Kansas State: Hey, want to come to Kansas to walk into a buzz saw?
Miami: Sure.
Kansas State: That buzz saw is named Collin Klein, and we’re going to make you look like an FCS school en route to a 52-13 win.
Miami: Sounds good.
Kansas State: Seriously, we’re going to embarrass you in every phase of the game.
Miami: Word.

16. TCU

The Horned Frogs finally decided to play football, beating Grambling 56-0. They didn’t enjoy it, though.

17. Michigan

The Wolverines had trouble with Air Force, eventually emerging with a 31-25 win thanks to 208 yards passing and 218 yards rushing from Denard Robinson. He had an unfair advantage, though: military regulations require all football players to tie their shoes before playing.

18. Florida

Although Texas A&M played well enough to prove that they belong in the SEC, the Gators managed to win 20-17. This game once again proved the adage that the SEC can mess with Texas.

19. Louisville

Teddy Bridgewater had 2 touchdown passes and a career-high 344 passing yards as the Cardinals walked over Missouri State 35-7. Now, if you’ll excuse me I’m going to go write a script where I name every character Teddy Bridgewater.

20. Notre Dame

The Fighting Irish eked by Purdue 20-17, allowing them to continue saying that they are undefeated.
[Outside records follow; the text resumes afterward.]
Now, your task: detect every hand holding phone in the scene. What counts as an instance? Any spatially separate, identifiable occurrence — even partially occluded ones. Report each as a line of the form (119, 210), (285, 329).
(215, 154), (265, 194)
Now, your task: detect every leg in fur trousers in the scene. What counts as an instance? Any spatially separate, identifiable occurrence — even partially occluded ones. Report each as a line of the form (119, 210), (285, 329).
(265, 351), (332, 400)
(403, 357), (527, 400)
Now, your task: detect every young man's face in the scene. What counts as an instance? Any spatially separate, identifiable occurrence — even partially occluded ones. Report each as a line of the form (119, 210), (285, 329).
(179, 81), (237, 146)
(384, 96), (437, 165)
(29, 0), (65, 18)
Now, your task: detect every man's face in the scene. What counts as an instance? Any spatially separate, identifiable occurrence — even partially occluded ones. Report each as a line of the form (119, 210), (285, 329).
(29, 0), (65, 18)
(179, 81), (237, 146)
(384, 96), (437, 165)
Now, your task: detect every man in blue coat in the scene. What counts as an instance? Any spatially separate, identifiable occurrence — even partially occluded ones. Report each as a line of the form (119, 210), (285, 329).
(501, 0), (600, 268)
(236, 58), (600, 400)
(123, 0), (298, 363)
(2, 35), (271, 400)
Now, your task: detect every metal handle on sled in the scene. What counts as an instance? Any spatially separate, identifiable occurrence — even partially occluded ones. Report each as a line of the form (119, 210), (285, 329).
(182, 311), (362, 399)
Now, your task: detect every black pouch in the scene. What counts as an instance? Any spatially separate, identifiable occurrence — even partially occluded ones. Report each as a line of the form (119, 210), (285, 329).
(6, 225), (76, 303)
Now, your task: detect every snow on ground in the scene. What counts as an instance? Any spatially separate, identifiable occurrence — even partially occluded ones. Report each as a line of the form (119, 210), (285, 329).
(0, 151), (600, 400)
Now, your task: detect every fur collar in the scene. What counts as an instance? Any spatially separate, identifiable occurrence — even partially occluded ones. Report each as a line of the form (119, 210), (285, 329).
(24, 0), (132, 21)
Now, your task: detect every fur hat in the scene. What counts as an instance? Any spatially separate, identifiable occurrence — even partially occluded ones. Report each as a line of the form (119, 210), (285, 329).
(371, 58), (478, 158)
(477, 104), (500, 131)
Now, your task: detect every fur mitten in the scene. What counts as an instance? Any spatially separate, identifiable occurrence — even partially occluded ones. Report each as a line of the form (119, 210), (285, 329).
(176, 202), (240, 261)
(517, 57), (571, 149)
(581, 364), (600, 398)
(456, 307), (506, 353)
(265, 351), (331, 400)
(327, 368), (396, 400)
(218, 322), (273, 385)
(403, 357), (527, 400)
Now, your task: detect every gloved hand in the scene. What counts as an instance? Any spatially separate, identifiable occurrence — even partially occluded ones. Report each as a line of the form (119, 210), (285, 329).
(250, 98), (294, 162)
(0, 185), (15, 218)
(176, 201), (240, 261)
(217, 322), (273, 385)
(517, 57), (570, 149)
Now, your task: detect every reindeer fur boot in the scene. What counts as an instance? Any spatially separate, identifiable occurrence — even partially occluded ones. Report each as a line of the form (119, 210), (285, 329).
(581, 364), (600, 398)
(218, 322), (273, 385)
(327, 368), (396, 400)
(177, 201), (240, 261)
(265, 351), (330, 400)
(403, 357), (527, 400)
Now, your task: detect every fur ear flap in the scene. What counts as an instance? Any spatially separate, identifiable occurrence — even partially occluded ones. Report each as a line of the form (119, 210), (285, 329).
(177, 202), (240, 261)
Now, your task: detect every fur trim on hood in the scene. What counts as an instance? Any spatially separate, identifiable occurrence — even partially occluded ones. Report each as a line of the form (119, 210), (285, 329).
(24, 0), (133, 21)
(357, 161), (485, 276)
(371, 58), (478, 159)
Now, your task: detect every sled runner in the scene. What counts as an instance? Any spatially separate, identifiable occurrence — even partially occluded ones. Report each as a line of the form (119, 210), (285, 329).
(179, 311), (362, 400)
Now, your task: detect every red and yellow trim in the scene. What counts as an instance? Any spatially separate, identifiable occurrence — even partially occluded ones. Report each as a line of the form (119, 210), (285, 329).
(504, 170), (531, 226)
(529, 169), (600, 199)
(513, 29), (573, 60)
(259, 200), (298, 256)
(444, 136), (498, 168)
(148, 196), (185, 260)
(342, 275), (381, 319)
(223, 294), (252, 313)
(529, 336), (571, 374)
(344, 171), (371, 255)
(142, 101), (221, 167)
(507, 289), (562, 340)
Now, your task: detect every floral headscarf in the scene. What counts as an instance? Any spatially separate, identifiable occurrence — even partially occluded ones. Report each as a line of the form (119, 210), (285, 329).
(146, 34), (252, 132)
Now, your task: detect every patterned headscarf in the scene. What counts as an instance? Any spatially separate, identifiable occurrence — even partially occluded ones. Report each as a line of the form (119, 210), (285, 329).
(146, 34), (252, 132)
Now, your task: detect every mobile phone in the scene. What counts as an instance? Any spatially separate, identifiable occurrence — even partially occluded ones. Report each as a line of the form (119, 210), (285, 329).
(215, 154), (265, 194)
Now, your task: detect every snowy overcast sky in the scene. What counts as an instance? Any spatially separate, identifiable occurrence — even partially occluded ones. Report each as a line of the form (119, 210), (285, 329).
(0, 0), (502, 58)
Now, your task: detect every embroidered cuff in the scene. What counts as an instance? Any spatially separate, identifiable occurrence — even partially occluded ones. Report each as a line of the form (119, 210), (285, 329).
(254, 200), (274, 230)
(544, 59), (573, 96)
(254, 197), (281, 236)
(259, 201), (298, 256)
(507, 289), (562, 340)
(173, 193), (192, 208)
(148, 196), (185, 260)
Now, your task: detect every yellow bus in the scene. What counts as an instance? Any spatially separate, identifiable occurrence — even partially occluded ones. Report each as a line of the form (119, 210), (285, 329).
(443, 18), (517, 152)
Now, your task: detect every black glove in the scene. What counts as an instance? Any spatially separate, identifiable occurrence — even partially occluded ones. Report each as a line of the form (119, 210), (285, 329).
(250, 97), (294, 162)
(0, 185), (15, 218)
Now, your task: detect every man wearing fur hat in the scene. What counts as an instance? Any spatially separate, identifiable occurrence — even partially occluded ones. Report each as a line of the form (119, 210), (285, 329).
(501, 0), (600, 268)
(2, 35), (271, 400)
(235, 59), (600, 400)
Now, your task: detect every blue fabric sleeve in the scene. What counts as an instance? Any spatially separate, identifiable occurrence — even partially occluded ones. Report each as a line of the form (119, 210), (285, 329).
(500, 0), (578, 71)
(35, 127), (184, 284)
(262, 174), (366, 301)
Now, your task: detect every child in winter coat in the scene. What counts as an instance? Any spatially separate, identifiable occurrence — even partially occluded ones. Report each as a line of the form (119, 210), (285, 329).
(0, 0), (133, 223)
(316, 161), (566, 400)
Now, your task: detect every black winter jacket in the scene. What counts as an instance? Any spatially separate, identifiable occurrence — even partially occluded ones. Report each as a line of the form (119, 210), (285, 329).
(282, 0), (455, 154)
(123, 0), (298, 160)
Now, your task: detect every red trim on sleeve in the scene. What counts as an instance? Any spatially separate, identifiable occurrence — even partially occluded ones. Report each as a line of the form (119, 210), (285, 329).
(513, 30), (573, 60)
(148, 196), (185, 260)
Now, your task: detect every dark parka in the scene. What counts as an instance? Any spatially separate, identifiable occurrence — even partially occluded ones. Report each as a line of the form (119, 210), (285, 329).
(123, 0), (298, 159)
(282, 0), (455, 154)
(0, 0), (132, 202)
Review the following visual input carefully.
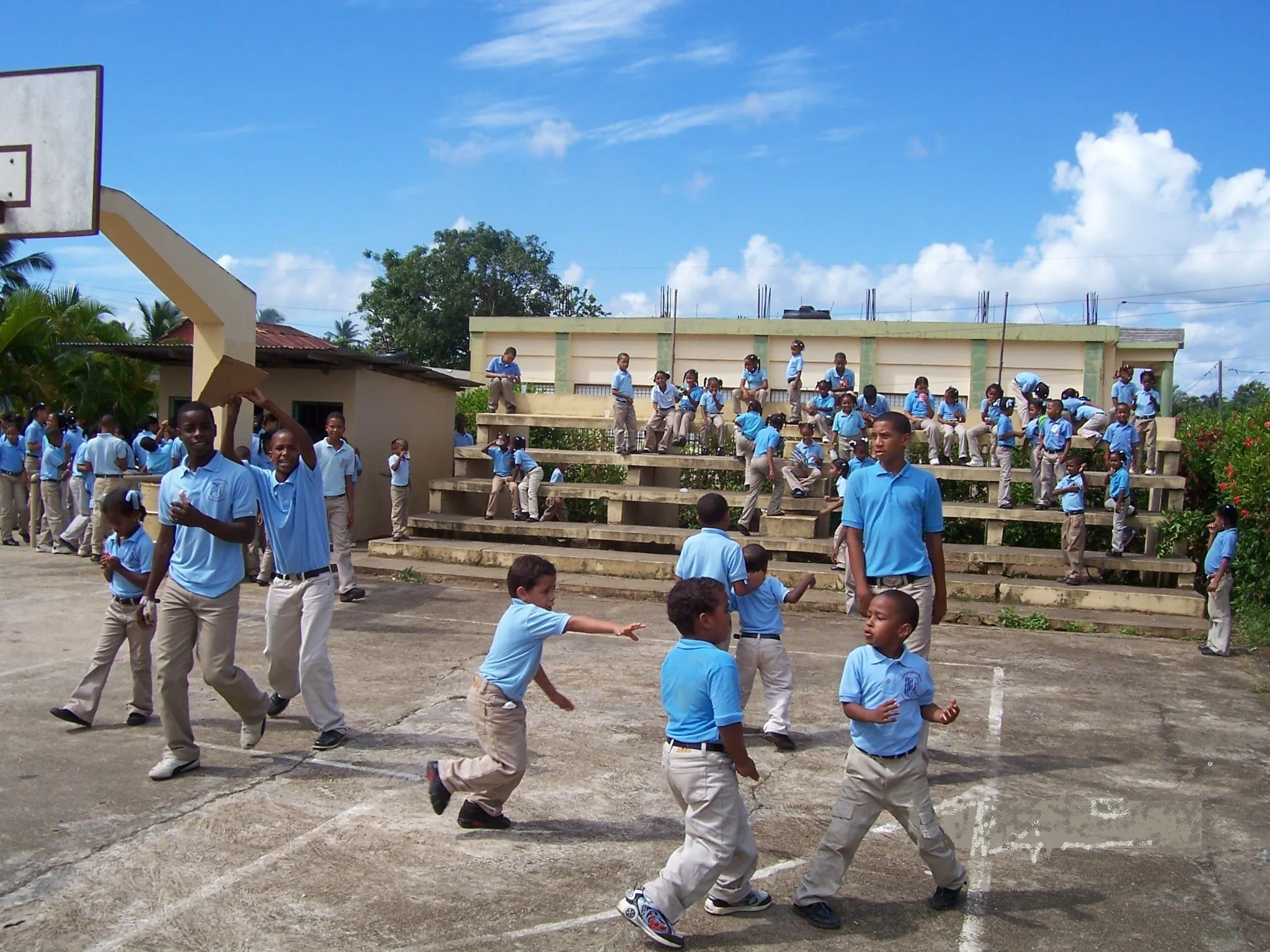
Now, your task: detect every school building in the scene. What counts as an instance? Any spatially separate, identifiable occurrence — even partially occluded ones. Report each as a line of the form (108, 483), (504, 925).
(470, 317), (1184, 415)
Tread carefully everyone, we are perilously close to a bevy of “Notre Dame is back!” stories. If they beat Michigan State next week (or Michigan the week after), it’s all over.

21. Stanford

The Cardinal beat Duke 50-13 behind two return touchdowns and solid play from quarterback Josh Nunes. Duke has an apparent aversion to the forward pass though, so take this win with a grain of NaCl (academic zing!).

22. UCLA

After a surprising aerial display in Week 1, Nebraska’s Taylor Martinez regressed to his usual mediocre passing. In contrast, UCLA’s Brett Hundley had 305 yards and 4 touchdowns. UCLA emerged with the win in what could be a Rose Bowl prev- (sorry, couldn’t say that without laughing uncontrollably).

23. Tennessee

The Volunteers beat Georgia State 51-13, reminding the rest of the country that they do, in fact, still play football.

24. Arizona

The Wildcats gave Oklahoma State a taste of their own medicine, winning 59-38 despite 436 passing yards and 4 touchdowns from OSU freshman Wes Lunt. It didn’t take long for Rich Rodriguez to make an impact in the blistering heat of Arizona (sorry: dry heat).

25. Brigham Young

The Cougars have earned their ranking by beating Washington State 30-6 and Weber State 45-13. I know, murderer’s row. If you want to call them the Mormon Notre Dame, I won’t stop you. However, if you want to call them the Baha’I Notre Dame, I will stop you. That would be weird.

Also receiving votes: Jeff Van Gundy, SEC newcomers, unranked matchups, Chris Spielman’s trench coat suit, Southern Utah hail maries, Le’Veon Bell truck sticking into the end zone, Collin Klein, Bobby Petrino, Savannah State’s treasurer.